17:12 そこで、そのうちの多くの人が信じ、ギリシア人の上流婦人や男たちも
    少なからず信仰に入った。
17:13 ところが、テサロニケのユダヤ人たちは、ベレアでもパウロによって神の
    言葉が宣べ伝えられていることを知ると、そこへも押しかけて来て、群衆を
    扇動し騒がせた。
17:14 それで、兄弟たちは直ちにパウロを送り出して、海岸の地方へ行かせたが、
    シラスとテモテはベレアに残った。
17:15 パウロに付き添った人々は、彼をアテネまで連れて行った。そしてできるだけ
    早く来るようにという、シラスとテモテに対するパウロの指示を受けて帰って
    行った。


 今日は、新年礼拝として創世記から離れて説教をいたします。今年の教会の標語と聖句は下記の通りです。2005年度標語「神の言葉を礎とし、教会をたてる」  2005年度聖句「そこで、わたしのこれらの言葉を聞いて行うは皆、岩の上に自分の家を建てた賢い人に似ている。

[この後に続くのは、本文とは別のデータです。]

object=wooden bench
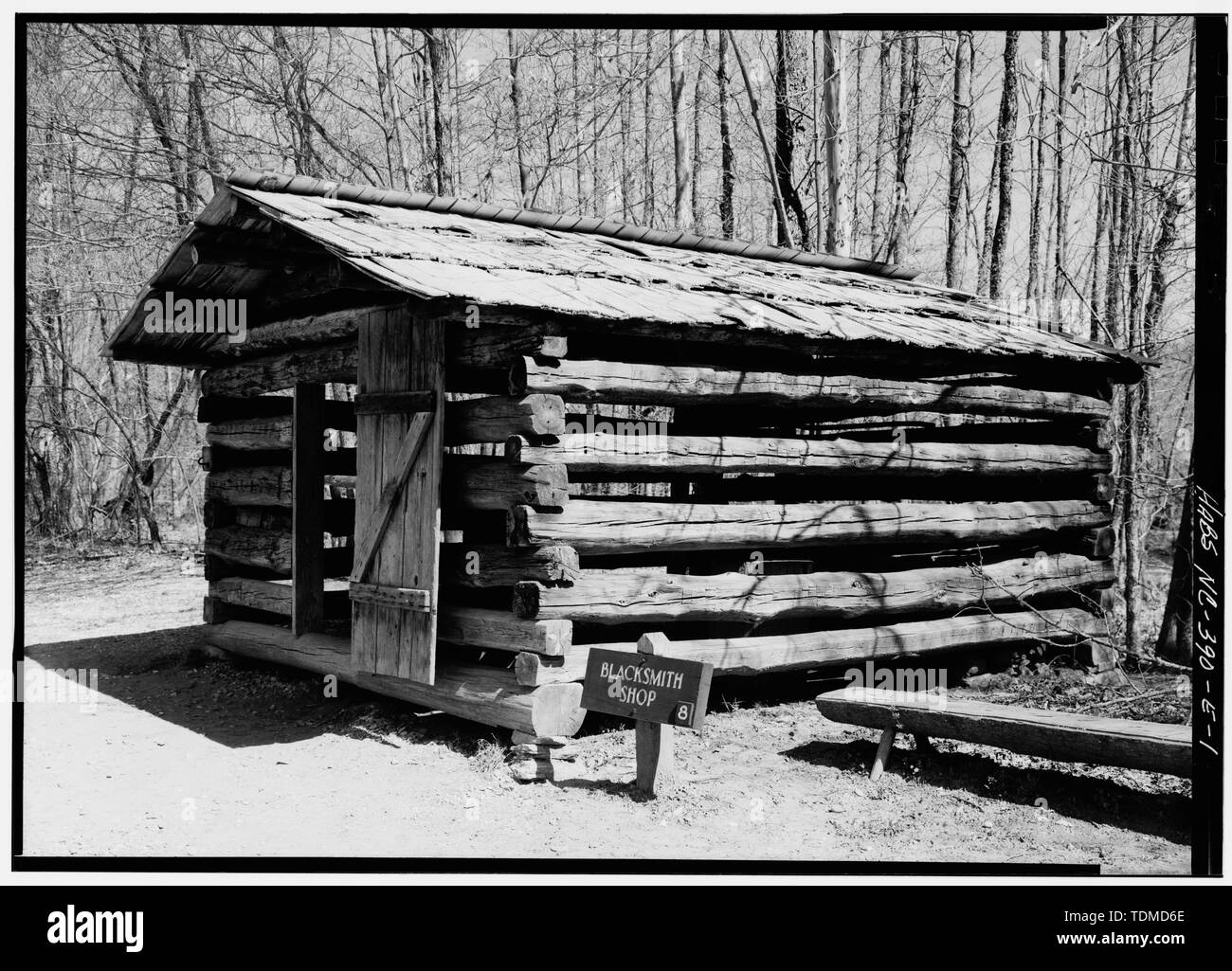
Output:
[817,688,1192,779]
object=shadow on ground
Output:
[26,626,509,757]
[783,739,1192,843]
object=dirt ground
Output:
[24,553,1190,873]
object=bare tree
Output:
[988,31,1018,299]
[945,31,973,287]
[825,31,851,254]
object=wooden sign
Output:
[582,635,715,728]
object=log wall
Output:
[198,299,1114,726]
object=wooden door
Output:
[352,307,444,684]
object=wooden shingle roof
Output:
[108,171,1142,380]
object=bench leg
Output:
[869,727,897,782]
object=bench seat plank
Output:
[817,688,1192,778]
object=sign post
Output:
[582,634,715,796]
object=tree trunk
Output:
[869,31,894,258]
[886,33,920,262]
[1026,31,1052,315]
[423,27,453,196]
[1052,31,1069,324]
[689,31,710,235]
[717,31,735,239]
[668,31,689,229]
[642,31,654,226]
[945,31,973,290]
[773,31,808,246]
[988,31,1018,299]
[506,31,531,208]
[1155,476,1194,664]
[825,31,851,255]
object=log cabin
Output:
[106,171,1147,737]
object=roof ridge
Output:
[226,169,919,279]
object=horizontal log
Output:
[197,394,354,428]
[206,526,354,577]
[440,544,582,589]
[444,394,564,445]
[205,470,354,508]
[444,317,570,371]
[508,499,1112,553]
[231,306,568,369]
[505,431,1112,478]
[201,445,356,477]
[231,298,406,357]
[513,553,1115,623]
[436,606,573,656]
[509,357,1112,419]
[354,390,436,415]
[207,577,350,613]
[201,499,354,536]
[206,394,564,450]
[205,621,587,736]
[514,609,1108,687]
[206,415,354,452]
[817,688,1194,778]
[650,466,1106,504]
[205,466,291,508]
[201,343,358,398]
[473,307,1145,384]
[441,455,570,511]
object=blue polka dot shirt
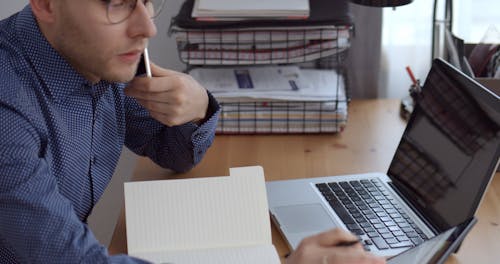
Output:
[0,6,219,263]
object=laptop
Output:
[266,59,500,256]
[387,218,477,264]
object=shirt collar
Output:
[16,5,114,101]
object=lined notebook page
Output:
[135,245,280,264]
[125,166,272,255]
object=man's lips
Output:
[118,50,142,63]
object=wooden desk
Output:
[109,99,500,263]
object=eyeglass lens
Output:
[107,0,165,24]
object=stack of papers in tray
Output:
[192,0,309,19]
[190,66,347,133]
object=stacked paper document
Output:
[192,0,309,19]
[190,66,347,133]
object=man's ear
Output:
[30,0,55,23]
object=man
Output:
[0,0,386,264]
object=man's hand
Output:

」(マタイによる福音書7章24節)昨年の標語は、「神の栄光を称える歩み」−御言葉と祈りに仕える−(ローマ11:36b)は、ウェストミンスター小教理問1に即して定めましたが、今年は続く問2「旧新両約の聖書にある神の言葉は、私たちがどうすれば神の栄光をあらわし、神を喜ぶことが出来るかを示すための、ただ一つの規準である。」を念頭にしつつ、伝道所から教会設立を目指しつつあゆむ教会であることを覚えています。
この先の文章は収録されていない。